More than 200 International Longshoremen’s Association members on Friday protested a New York-New Jersey container terminal’s labor-saving technology plan, foreshadowing a heated battle over East Coast and Gulf port contract negotiations.
Several local and international union officials said that they were concerned that technology used at the Global Terminal in Bayonne, N.J. would eliminate ILA jobs in terminal yards and at truck gates staffed by union clerks. GCT President Jim Devine has said Global’s primary goal is to maximize production at the port’s smallest major terminal and to improve worker safety, not to eliminate union jobs.

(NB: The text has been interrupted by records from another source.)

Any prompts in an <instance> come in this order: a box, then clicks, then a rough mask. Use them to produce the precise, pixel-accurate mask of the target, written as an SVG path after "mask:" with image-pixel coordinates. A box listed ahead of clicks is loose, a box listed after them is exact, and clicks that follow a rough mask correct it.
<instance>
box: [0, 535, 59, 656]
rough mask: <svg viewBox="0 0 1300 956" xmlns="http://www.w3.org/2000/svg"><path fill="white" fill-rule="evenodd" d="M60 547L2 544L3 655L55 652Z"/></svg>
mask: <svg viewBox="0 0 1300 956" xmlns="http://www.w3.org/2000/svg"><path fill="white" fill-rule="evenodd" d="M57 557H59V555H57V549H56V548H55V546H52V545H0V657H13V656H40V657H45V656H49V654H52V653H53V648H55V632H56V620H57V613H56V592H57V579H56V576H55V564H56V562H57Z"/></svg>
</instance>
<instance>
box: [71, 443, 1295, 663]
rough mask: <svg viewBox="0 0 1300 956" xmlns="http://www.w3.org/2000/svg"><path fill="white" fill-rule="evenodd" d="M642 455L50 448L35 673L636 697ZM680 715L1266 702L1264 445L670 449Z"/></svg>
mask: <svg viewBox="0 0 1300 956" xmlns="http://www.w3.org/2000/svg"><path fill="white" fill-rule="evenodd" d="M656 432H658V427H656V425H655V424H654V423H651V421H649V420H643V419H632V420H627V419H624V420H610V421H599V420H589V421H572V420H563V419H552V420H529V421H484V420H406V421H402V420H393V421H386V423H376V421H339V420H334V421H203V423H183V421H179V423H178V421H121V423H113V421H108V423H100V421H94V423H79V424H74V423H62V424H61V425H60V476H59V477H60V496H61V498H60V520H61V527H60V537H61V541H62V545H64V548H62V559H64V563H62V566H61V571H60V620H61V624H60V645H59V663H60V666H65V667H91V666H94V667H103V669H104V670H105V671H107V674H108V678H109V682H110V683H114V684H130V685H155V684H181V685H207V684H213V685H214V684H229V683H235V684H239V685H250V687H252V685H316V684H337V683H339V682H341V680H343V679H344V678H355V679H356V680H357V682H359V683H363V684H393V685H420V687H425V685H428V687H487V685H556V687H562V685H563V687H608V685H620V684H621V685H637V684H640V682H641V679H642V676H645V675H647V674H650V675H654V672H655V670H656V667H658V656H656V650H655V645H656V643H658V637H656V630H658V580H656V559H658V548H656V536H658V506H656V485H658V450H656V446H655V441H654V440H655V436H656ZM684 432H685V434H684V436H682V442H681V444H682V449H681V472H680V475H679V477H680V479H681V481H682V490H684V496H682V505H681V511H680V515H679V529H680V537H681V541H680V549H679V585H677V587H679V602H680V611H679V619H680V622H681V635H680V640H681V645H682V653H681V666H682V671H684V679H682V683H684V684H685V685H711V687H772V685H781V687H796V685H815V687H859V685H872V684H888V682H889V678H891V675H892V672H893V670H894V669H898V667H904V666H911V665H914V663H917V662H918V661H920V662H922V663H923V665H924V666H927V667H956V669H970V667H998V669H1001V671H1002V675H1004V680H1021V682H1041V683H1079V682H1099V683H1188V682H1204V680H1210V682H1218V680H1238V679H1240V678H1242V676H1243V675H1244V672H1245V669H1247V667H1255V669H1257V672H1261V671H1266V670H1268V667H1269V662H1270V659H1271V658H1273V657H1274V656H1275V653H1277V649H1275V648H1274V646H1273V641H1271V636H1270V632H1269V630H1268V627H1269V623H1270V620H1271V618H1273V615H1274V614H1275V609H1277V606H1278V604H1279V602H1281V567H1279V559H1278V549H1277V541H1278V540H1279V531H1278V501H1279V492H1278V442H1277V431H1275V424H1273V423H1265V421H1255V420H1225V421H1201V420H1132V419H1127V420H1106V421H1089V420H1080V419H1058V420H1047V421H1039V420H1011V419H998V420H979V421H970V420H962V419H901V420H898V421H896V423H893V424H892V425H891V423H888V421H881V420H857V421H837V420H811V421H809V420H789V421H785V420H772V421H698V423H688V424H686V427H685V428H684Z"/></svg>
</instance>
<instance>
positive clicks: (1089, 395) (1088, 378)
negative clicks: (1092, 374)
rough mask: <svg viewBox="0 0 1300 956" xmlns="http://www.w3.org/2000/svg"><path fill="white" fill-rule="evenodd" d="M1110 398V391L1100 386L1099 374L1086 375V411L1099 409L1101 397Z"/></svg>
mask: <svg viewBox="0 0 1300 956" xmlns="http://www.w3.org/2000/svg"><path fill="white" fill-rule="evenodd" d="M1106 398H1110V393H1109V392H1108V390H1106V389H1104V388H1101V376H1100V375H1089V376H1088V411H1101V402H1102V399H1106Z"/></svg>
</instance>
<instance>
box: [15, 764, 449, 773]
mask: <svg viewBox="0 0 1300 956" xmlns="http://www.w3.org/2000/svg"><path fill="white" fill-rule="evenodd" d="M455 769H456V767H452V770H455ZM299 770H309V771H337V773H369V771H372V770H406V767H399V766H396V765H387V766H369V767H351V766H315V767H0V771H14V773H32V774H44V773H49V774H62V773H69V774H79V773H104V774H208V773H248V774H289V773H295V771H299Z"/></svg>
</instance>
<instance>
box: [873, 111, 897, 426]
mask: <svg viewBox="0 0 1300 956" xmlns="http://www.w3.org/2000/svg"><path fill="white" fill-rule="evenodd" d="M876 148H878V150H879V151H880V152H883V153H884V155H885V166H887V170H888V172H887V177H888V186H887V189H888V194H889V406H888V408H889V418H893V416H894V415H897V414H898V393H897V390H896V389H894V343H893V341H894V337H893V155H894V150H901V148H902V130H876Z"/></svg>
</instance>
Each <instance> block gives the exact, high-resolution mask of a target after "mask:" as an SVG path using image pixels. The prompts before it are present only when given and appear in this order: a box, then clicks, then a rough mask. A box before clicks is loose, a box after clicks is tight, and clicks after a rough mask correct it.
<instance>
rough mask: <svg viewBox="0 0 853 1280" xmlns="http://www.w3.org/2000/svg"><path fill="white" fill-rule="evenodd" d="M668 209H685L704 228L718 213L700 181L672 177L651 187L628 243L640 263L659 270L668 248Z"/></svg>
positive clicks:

GCT USA, which owns Global, plans to install rail-mounted gantry cranes and truck gates with optical character recognition scanners when it expands the terminal to 170 acres from the current 100. The expansion is set for completion in 2014.
Global plans to install the rail-mounted gantries only in the terminal’s new section. But Virgil Maldonado, president of ILA Local 1588 in Bayonne, said he’s concerned that the technology eventually will be installed throughout Global and elsewhere.
“We’ve been to other terminals that have gone through this process and seen how it eliminates jobs,” he said. “We want guarantees to protect jobs that allow members to earn a decent living."
ILA President Harold Daggett, who took office last July, has criticized automation and said he will demand job guarantees for workers displaced by technology at Global and other ports.
The ILA’s coastwide contract, which expires Sept. 30, allows employers to implement labor-saving technology on six months’ notice. The union cannot block introduction of the technology but can negotiate the impact on jobs.
Daggett organized Friday’s rally but a schedule conflict precluded his attendance, a spokesman said.